Under cabinet Hood install Back vent

I am in the middle of a Kitchen remodel (first time for me). I ordered all new appliances including range hood. I took the old hood out, and had it hauled away. Problem is that I didn't notice that the vent to the outside was offset in the back. So the hole to the outside in my wall is not centered, and I now have no idea how to get a hood installed with the offset vent. (there is a stud preventing the centering of the vent). it's off by 3 inches (12.5 inches to one side 6.5 to the other)

can anyone tell me if there is a hood out there that allows for this? or what I should do??? is it possible to just lose 3 inches of venting and vent out of a smaller opening? by leaving it offset?

thanks all.
Kev


----------



## nealtw (Jul 21, 2014)

I think the question will be square inches, how many line up from the back of the hood to the hole in the wall. I think if you have anything over 16 square inches it would be more than if you had a four in pipe out of the top.


----------



## kok328 (Jul 21, 2014)

purchase or fabricate an offset duct to get you from point a to b or just install it with 3" not open to the vent.


----------



## kmloughran (Jul 21, 2014)

installing a range hood with centered rear vent right now would leave an 8x4 exhaust port. is this enough to adequately vent??


----------



## beachguy005 (Jul 21, 2014)

You need to get the install info for the one you ordered and see what's required.  Another option would be to vent it through the top.  You lose most of that cabinet but you'll be able to offset the round duct through a new hole.
You can't put an offset on the existing unless you mount the hood off the wall a few inches.  You may find that you have the option of using round or rectangular duct from the rear of your new hood.


----------



## beachguy005 (Jul 21, 2014)

You need to get the install info for the one you ordered and see what's required.  Another option would be to vent it through the top.  You lose most of that cabinet but you'll be able to offset the round duct through a new hole.
You can't put an offset on the existing unless you mount the hood off the wall a few inches.


----------



## CallMeVilla (Jul 22, 2014)

Done my fair share of vent hoods ...  Usually, the vent can be directed either upward, out the back or toward the front (which blows, not vents).

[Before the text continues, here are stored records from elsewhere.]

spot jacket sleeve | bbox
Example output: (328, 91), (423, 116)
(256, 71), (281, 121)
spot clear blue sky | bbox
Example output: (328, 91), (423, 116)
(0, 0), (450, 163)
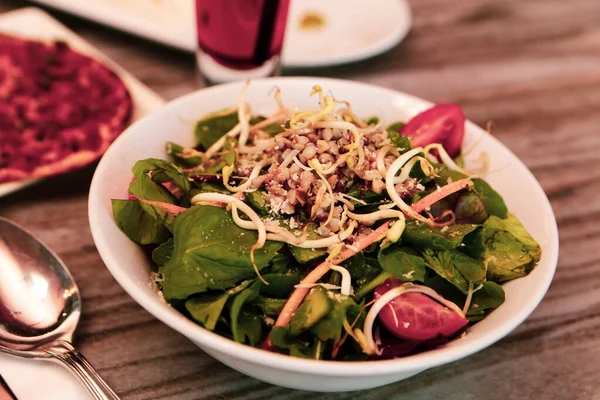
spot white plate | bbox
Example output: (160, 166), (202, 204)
(0, 7), (164, 197)
(88, 77), (558, 391)
(32, 0), (411, 67)
(0, 8), (164, 400)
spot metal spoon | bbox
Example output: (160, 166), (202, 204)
(0, 217), (119, 400)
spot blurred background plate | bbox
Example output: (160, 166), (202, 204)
(32, 0), (411, 67)
(0, 7), (164, 197)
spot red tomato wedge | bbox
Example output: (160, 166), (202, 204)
(374, 279), (468, 341)
(400, 104), (465, 158)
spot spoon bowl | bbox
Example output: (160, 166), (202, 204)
(0, 217), (118, 400)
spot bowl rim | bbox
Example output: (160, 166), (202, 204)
(88, 76), (559, 377)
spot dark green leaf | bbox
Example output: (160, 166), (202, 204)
(152, 238), (174, 267)
(269, 326), (325, 359)
(484, 213), (542, 283)
(471, 282), (504, 310)
(288, 222), (327, 264)
(129, 158), (190, 227)
(244, 190), (271, 217)
(112, 200), (171, 244)
(260, 273), (301, 299)
(454, 192), (488, 224)
(289, 286), (333, 337)
(386, 122), (411, 151)
(161, 205), (282, 300)
(402, 221), (482, 250)
(185, 281), (252, 331)
(448, 250), (486, 282)
(229, 280), (262, 346)
(195, 110), (239, 149)
(423, 249), (485, 294)
(310, 294), (358, 342)
(377, 244), (425, 282)
(471, 178), (508, 218)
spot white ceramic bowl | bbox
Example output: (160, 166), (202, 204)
(89, 77), (558, 391)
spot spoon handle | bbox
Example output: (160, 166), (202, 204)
(45, 341), (119, 400)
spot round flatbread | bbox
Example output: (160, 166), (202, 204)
(0, 35), (132, 182)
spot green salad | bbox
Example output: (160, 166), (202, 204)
(112, 86), (541, 361)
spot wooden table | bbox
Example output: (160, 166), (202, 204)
(0, 0), (600, 400)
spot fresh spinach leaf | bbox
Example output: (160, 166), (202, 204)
(190, 182), (231, 198)
(244, 190), (271, 217)
(289, 286), (333, 337)
(471, 178), (508, 218)
(423, 249), (486, 294)
(269, 326), (325, 360)
(365, 115), (379, 125)
(161, 205), (282, 300)
(251, 296), (287, 317)
(166, 142), (203, 168)
(152, 238), (174, 267)
(260, 273), (301, 299)
(129, 158), (190, 228)
(229, 280), (262, 346)
(484, 213), (542, 283)
(186, 137), (237, 178)
(467, 282), (504, 314)
(288, 222), (327, 264)
(377, 244), (426, 282)
(454, 191), (488, 224)
(112, 199), (171, 244)
(194, 110), (239, 149)
(185, 281), (252, 331)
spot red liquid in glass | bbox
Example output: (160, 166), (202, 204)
(196, 0), (290, 69)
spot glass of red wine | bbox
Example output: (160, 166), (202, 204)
(196, 0), (290, 85)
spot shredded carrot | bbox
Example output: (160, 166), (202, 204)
(411, 178), (473, 213)
(263, 221), (390, 350)
(262, 178), (473, 350)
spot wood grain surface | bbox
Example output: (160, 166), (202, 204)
(0, 0), (600, 400)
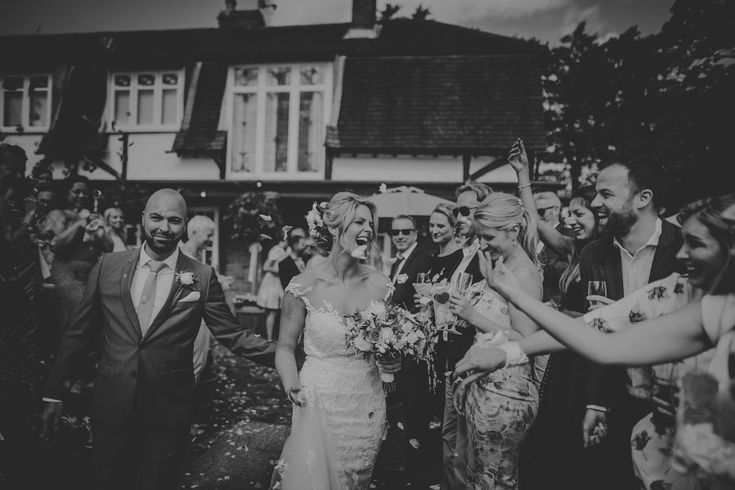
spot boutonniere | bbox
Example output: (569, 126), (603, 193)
(176, 272), (197, 286)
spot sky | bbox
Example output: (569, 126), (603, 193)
(0, 0), (673, 45)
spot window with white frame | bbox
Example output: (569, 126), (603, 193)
(0, 75), (51, 130)
(110, 70), (184, 131)
(228, 63), (332, 178)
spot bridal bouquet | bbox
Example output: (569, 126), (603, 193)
(345, 301), (427, 390)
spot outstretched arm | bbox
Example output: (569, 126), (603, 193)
(276, 291), (306, 405)
(493, 261), (711, 366)
(508, 139), (574, 257)
(204, 267), (275, 367)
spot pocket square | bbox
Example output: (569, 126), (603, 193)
(178, 291), (200, 303)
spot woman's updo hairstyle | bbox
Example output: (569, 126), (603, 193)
(676, 194), (735, 294)
(431, 202), (457, 229)
(307, 191), (378, 256)
(474, 192), (540, 266)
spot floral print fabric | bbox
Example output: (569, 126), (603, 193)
(465, 282), (539, 489)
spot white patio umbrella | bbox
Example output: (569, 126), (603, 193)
(367, 186), (452, 274)
(367, 186), (452, 218)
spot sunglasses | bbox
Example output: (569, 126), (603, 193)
(452, 206), (477, 218)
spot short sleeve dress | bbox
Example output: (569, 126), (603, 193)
(256, 245), (286, 310)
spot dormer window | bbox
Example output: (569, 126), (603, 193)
(109, 70), (184, 132)
(0, 75), (51, 131)
(228, 63), (332, 179)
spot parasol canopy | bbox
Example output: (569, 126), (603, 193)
(367, 186), (454, 218)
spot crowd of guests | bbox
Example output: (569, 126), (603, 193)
(0, 136), (735, 490)
(379, 141), (735, 490)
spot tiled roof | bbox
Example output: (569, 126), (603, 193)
(327, 55), (545, 154)
(0, 19), (538, 67)
(173, 63), (227, 154)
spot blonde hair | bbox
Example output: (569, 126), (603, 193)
(474, 192), (541, 267)
(322, 191), (378, 256)
(102, 207), (128, 243)
(431, 202), (457, 228)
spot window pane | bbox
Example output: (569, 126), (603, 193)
(31, 76), (48, 90)
(115, 75), (130, 87)
(161, 90), (178, 125)
(138, 90), (153, 126)
(138, 73), (156, 87)
(298, 92), (324, 172)
(236, 94), (258, 172)
(115, 90), (130, 126)
(3, 77), (23, 90)
(267, 67), (291, 86)
(263, 93), (290, 172)
(163, 73), (179, 85)
(301, 66), (324, 85)
(28, 90), (48, 127)
(3, 90), (23, 126)
(235, 68), (258, 87)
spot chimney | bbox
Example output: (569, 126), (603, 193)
(352, 0), (377, 29)
(217, 0), (276, 29)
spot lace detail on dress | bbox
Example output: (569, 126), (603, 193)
(283, 281), (311, 309)
(274, 282), (385, 490)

My first instinct is to cut out the wall and reframe to center the hole.  No big deal with some 2x4s and some drywall fixing.  However, if that is a bit too scary ...

You problem is that the hood needs to sit flush with the back wall.  You have no choice here.  This aligns the front bolts which come down through the upper wood cabinet. If you hold the hood off the back wall, those bolts will NOT catch the threaded holes in the hood ...  MAJOR OOOOOPS.

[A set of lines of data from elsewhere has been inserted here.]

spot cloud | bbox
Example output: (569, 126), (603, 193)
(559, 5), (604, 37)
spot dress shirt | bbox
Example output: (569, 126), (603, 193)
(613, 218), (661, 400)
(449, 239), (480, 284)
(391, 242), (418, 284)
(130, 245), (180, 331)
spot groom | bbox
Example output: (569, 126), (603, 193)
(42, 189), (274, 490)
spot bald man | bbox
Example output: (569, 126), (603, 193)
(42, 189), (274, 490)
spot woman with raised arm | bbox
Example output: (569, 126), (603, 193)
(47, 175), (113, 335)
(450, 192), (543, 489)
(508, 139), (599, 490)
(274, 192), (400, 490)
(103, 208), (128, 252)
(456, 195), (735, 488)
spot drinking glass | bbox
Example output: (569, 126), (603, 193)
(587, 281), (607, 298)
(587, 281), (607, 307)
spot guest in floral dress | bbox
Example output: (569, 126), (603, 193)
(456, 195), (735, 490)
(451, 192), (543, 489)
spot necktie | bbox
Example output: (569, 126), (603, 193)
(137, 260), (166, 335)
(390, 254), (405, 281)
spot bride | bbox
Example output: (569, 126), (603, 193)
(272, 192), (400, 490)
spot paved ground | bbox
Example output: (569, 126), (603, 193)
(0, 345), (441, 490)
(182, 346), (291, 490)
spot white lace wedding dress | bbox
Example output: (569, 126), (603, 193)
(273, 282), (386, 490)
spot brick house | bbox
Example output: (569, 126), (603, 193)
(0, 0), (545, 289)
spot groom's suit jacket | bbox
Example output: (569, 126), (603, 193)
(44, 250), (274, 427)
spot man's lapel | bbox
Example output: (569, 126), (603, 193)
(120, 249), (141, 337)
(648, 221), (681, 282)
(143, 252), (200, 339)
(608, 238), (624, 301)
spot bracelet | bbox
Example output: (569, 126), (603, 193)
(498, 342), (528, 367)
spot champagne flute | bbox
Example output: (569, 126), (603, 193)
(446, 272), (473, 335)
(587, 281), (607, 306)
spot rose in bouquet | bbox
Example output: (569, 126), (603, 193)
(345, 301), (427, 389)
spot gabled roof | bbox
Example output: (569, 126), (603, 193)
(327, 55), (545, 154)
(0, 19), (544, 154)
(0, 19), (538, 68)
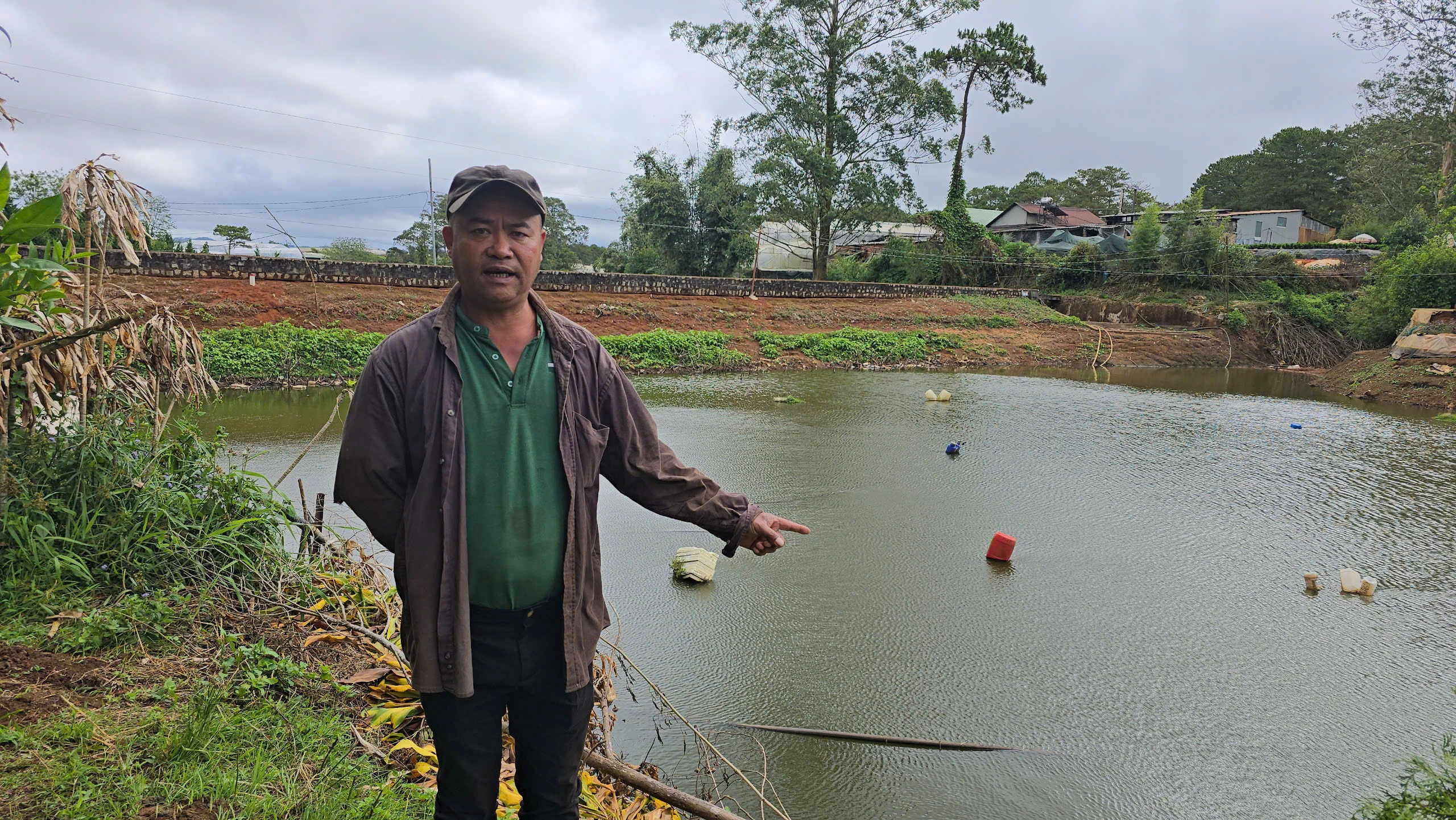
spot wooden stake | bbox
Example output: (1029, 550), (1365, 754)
(313, 492), (323, 552)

So, your next best solution is to vent upwards through the wood cabinet.  That might entail cutting into the drywall above the cabinet and then diverting at 90 degrees to the outside wall (my guess is you have a 2nd story above your kitchen?)  Again, no big deal because you can replace the drywall and re-paint inside the cabinet.

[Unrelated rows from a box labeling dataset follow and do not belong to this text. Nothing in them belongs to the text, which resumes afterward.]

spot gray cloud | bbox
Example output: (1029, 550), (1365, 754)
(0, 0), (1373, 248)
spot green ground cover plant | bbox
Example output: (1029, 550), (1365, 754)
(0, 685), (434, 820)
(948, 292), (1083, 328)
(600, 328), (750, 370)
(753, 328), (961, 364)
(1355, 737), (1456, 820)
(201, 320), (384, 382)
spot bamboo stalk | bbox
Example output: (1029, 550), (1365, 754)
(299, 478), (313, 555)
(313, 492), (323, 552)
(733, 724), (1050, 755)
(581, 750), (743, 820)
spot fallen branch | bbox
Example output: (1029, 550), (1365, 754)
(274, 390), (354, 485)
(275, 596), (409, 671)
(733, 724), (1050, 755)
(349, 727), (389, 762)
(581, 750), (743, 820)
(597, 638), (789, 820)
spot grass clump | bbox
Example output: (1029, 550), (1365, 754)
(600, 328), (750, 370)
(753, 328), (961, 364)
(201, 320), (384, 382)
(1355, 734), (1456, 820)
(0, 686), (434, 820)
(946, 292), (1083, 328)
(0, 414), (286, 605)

FIRST, I would take this up with the vent hood manufacturer.  Just identify the model and style you like BUT DON'T BUY IT.  Write down the model number.  Call the manufacturer and send them the pic.  They should have something that can help.


----------



## kmloughran (Jul 26, 2014)

Got it installed, works great. Thanks for your input.


----------



## slownsteady (Jul 28, 2014)

So how did you handle it? Did you make your own offset?


----------



## kmloughran (Jul 29, 2014)

The vent hole ended up only being slightly offset. I measured and found that I only lost 2 inches of a 10 inch vent opening. So I put a sealer on my wall (where the overlap was) bought a fan with a much higher CFM than I needed (to compensate for the lost space), and put it up. After 4 solid cooking sessions, it seems to be working perfectly.


----------